Wonkblog’s Lydia DePillis pushed back against Matt Yglesias that Barnes & Nobles is in a failing business. She cites a couple of reasons that the industry’s decline is not inevitable. Here’s a quick summary:
1. Barnes & Noble retail posted a tidy $374 million profit for FY2013 (not last quarter as DePillis writes, but still strong). That’s a rise of 16% compared to 2012.
2. The company runs around 700 college bookstores across the country.
3. Publishers dislike Amazon and may offer B&N discounted prices to fight the online giant.
Let’s pick these apart a bit.
First, about the profit. B&N retail had a solid performance in 2013, but those figures mask the structural problems the company faces. Over the past two years, the firm has closed 30 stores and opened just one new one. At the same time, retail sales have been falling. A couple of things to bear in mind here. Books are a leisure item that people easily cut back on when times are tough. Thus, it’s no surprise to see sales dropping after the recent recession. But the combination of the recent recovery and the closure of B&N’s main competitor (Borders) should have given its revenue a boost. Instead, sales dropped 6% last year. That $374 million profit is not a result of growing revenue, but of closing stores and cutting costs. That’s great for a company, of course, but it masks the realities of the bookstore retail business. Readers are still turning to e-books and Amazon over the regional bookstore. At some point, B&N is only going to be able to cut costs so much. This can be seen in the company’s fourth quarter profit of $51 million, a 24% drop from 2012.
In Barnes & Noble’s college bookstores, there’s more hope for the company, but still major issues. These stores are a lucrative business. Students have to buy textbooks for class and publishers jack up the prices, leaving everyone with a nice profit and students with holes in their wallets. Reading a textbook is unlike reading a normal book. Students take notes, active read and solve problems in the margins. It’s very helpful to have a physical copy of the book and not a digital one. This means that revenues for these stores may stay strong. That’s what we see in the company’s recent filings, where sales from college bookstores rose slightly to $1.643 billion (although that’s still below the FY2011 level). Overall, the firm’s college stores had profits of $111 million, slightly below 2012 levels but that was mostly due to digital investments the company made. The firm has increased its digital textbook footprint and is offering textbook rentals as well. Sounds like a solid business, right? Well, maybe not.

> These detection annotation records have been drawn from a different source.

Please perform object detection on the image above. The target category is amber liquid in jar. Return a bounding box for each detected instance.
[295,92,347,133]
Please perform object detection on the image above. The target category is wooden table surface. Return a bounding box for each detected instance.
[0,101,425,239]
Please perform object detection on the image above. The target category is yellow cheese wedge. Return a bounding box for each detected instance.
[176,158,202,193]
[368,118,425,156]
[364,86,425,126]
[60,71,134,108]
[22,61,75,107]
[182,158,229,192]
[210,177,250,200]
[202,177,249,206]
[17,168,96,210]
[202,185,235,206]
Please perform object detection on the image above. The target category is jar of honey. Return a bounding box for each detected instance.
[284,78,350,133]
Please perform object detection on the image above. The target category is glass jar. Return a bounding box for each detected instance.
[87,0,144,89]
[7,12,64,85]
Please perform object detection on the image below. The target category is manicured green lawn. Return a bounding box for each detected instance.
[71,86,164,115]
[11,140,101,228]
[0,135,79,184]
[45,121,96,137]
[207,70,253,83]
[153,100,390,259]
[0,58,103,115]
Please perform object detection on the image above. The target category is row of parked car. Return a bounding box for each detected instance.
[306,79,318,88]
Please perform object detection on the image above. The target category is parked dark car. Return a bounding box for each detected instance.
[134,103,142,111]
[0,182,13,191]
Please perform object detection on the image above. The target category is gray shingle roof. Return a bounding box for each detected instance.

The problem is that the landscape for college bookstores is changing as well. It just hasn’t shown up in the numbers yet. More and more students are turning to online textbook stores or are starting to rent books instead. The National Association of College Stores recently released a report that noted that the college textbook market is basically unchanged since 2006 even while college enrollment has increased nearly 25%. The graph below shows the story:
The monopoly power that textbook stores once had over students is rapidly disappearing. Local bookstores and online retailers have seen the opportunity to undercut school stores and offer students a lower price for the same books. Students, many of whom are on scholarship and are less attentive to textbook prices, are realizing that they can save a lot of money by shopping off-campus. So while the firm posted increased revenue in 2013, don’t expect that to continue. B&N itself expects bookstores sales to decline slightly next year.
As for DePillis’s last point, I don’t know much about it. She offers it as a hypothetical and maybe she’s right. But if the company is relying on publisher’s hatred of Amazon to survive, that’s not a sustainable business model.
This doesn’t mean that the retail bookstore industry is entirely dead. Local stores can certainly survive and prosper as the big retail giants fade away. As DePillis notes, the community franchise model is certainly a possibility for Barnes & Noble. Selling off the failing Nook business, taking the company private, reducing store size and offering a local bookstore with a national supply chain could be a very profitable business. But the end of giant retail bookstores is rapidly approaching. If Barnes & Noble doesn’t want to follow Borders into bankruptcy, it better act fast.